I was recently with a high level group of business people and senior executives of a prominent company. The focus of the day was to develop further insights as to how these leaders want to strengthen and grow their business in the coming decade. A very forward thinking group indeed.
Naturally, at one point, the conversation shifted to the concept of innovation. Upon further discussion, the group of executives all agreed that innovation was largely derived from the development and implementation of new technology.
After much conversation about how this firm would continue to lead their industry by developing innovation, I asked them to go further than simply defining innovation as gains in technology.
The results from the discussions indicated that people commonly associate the following items with the term innovation:
- Problem solving
- Process driven
- Creative solutions
Definition of Innovation
At Samurai Innovation, we have our own definition of innovation.
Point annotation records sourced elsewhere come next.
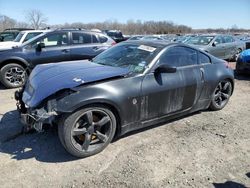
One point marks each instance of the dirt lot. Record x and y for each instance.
(206, 149)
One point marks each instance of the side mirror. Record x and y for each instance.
(40, 46)
(163, 68)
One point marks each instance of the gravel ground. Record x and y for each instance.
(205, 149)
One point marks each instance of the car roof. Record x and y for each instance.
(154, 43)
(35, 31)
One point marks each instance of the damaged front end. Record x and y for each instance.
(35, 118)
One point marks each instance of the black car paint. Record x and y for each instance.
(29, 57)
(148, 98)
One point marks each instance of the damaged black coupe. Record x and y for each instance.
(132, 85)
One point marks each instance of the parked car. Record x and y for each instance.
(11, 34)
(243, 62)
(221, 46)
(131, 85)
(136, 37)
(54, 46)
(245, 39)
(116, 35)
(22, 37)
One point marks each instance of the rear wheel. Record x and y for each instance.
(87, 131)
(13, 75)
(221, 95)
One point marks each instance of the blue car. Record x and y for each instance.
(243, 62)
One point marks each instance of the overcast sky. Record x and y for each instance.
(194, 13)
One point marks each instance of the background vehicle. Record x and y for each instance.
(22, 37)
(11, 34)
(221, 46)
(116, 35)
(54, 46)
(135, 84)
(243, 62)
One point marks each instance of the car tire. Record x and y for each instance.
(13, 75)
(221, 95)
(88, 131)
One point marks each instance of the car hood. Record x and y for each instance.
(9, 44)
(47, 79)
(201, 47)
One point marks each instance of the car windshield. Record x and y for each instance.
(8, 36)
(114, 34)
(28, 42)
(200, 40)
(135, 57)
(19, 37)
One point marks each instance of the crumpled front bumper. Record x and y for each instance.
(34, 118)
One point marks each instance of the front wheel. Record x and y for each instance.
(13, 75)
(221, 95)
(88, 131)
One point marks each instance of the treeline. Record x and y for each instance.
(131, 27)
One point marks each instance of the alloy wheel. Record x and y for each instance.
(91, 130)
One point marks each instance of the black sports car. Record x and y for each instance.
(132, 85)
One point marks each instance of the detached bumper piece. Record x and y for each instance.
(35, 118)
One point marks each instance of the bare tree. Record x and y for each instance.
(36, 18)
(6, 22)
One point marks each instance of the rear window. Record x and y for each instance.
(103, 39)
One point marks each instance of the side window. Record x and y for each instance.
(31, 35)
(56, 39)
(219, 40)
(179, 56)
(81, 38)
(204, 59)
(94, 39)
(103, 39)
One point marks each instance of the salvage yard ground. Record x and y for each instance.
(206, 149)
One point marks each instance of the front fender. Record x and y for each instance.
(122, 94)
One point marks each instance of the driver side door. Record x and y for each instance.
(169, 93)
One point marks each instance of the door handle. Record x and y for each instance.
(65, 50)
(202, 71)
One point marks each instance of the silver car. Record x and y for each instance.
(221, 46)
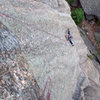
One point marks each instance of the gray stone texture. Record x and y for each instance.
(40, 26)
(91, 7)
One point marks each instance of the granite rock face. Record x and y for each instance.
(16, 83)
(40, 26)
(91, 7)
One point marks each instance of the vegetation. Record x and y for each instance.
(78, 15)
(70, 1)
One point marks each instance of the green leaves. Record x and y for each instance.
(77, 15)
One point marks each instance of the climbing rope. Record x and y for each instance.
(49, 91)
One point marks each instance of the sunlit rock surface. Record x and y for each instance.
(40, 26)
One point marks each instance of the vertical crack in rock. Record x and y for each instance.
(78, 87)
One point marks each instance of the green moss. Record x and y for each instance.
(78, 15)
(90, 57)
(70, 1)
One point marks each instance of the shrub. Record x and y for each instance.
(70, 1)
(77, 15)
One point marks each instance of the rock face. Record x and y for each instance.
(91, 7)
(40, 26)
(16, 83)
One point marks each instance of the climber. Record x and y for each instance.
(69, 37)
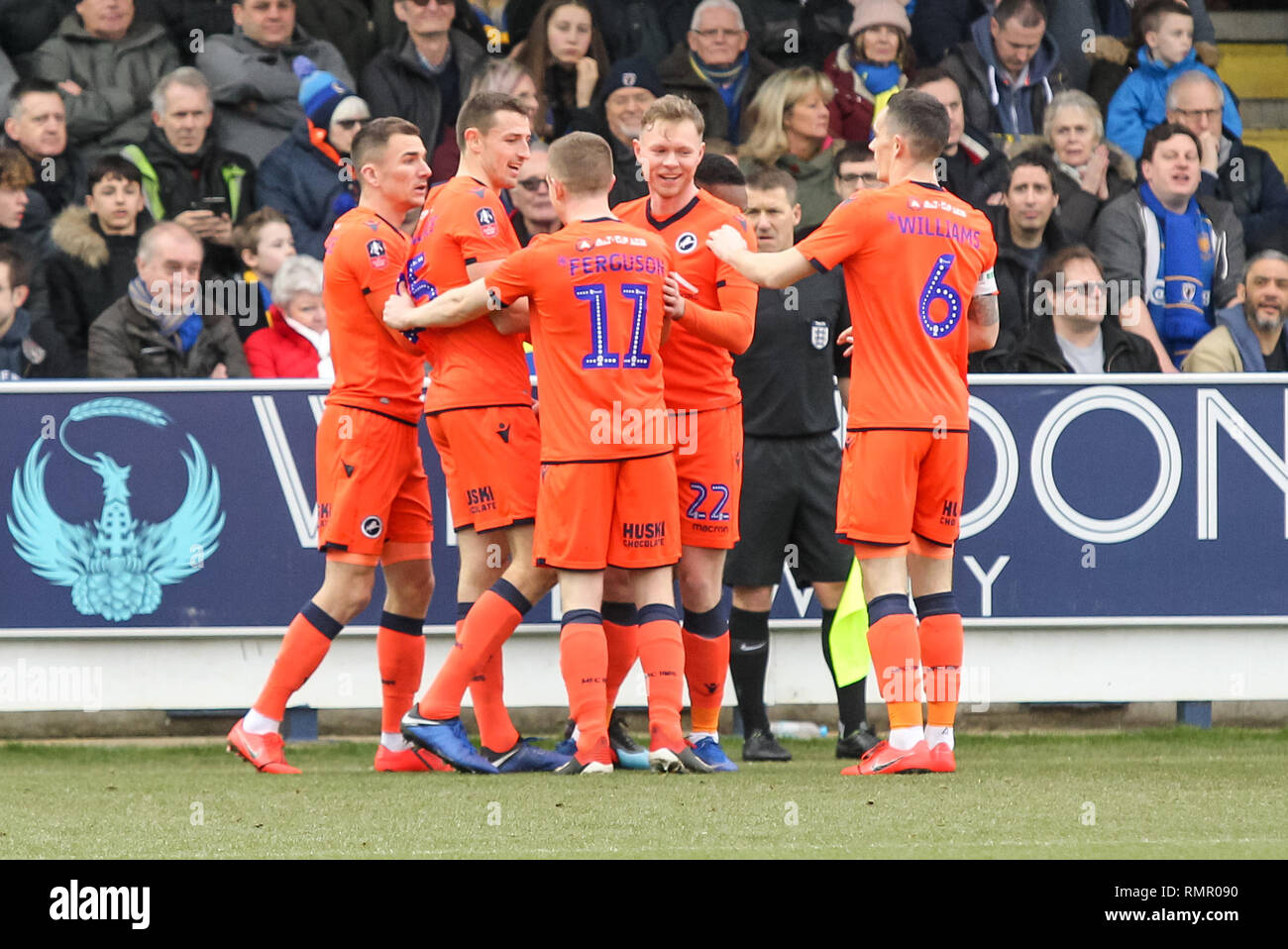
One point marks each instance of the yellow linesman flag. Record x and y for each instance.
(848, 640)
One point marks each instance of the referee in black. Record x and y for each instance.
(791, 471)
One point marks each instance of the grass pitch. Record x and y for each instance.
(1166, 793)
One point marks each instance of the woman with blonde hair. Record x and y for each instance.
(789, 130)
(1076, 132)
(510, 77)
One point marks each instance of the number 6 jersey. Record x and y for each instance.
(595, 295)
(913, 257)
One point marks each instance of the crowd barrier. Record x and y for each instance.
(163, 533)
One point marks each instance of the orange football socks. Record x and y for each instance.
(706, 665)
(400, 656)
(489, 622)
(941, 640)
(487, 689)
(305, 644)
(897, 658)
(584, 662)
(622, 645)
(662, 660)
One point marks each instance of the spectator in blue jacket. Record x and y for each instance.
(1140, 102)
(1249, 334)
(308, 178)
(1241, 174)
(1008, 71)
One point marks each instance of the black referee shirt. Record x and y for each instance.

We define innovation as:
“being able to bring possibility thinking to solve old or recurring problems with new ideas and techniques”
The commercial benefits of the samurai definition of innovation is that innovation breeds growth and yields trust and profitability. The key in the last sentence is “ability”. Your results from seeking and implementing innovation in your business will come from you and your firm’s ability to search for, refine and try new possibilities matched with new techniques of solving old or recurring problems.
Often times, this process doesn’t cost huge amounts of time and resources to do so. It only requires the willingness to ask new questions and seek out new answers from sources you may never have considered before. People are willing to be stakeholders and collaborators in solving old and recurring problems so that we can all benefit and move onto other unique challenges and opportunities in life and in business.
What is one recurring or old problem that your business hasn’t yet solved?
Where have you not looked for a possible solution?
How many people have you collaborated with to find a solution?
Try organizing a new group of stakeholders. Try to bring out at least 20 new possibilities to solve the problem. Somewhere in the 20 exists a solution or a combination of a few for the one solution.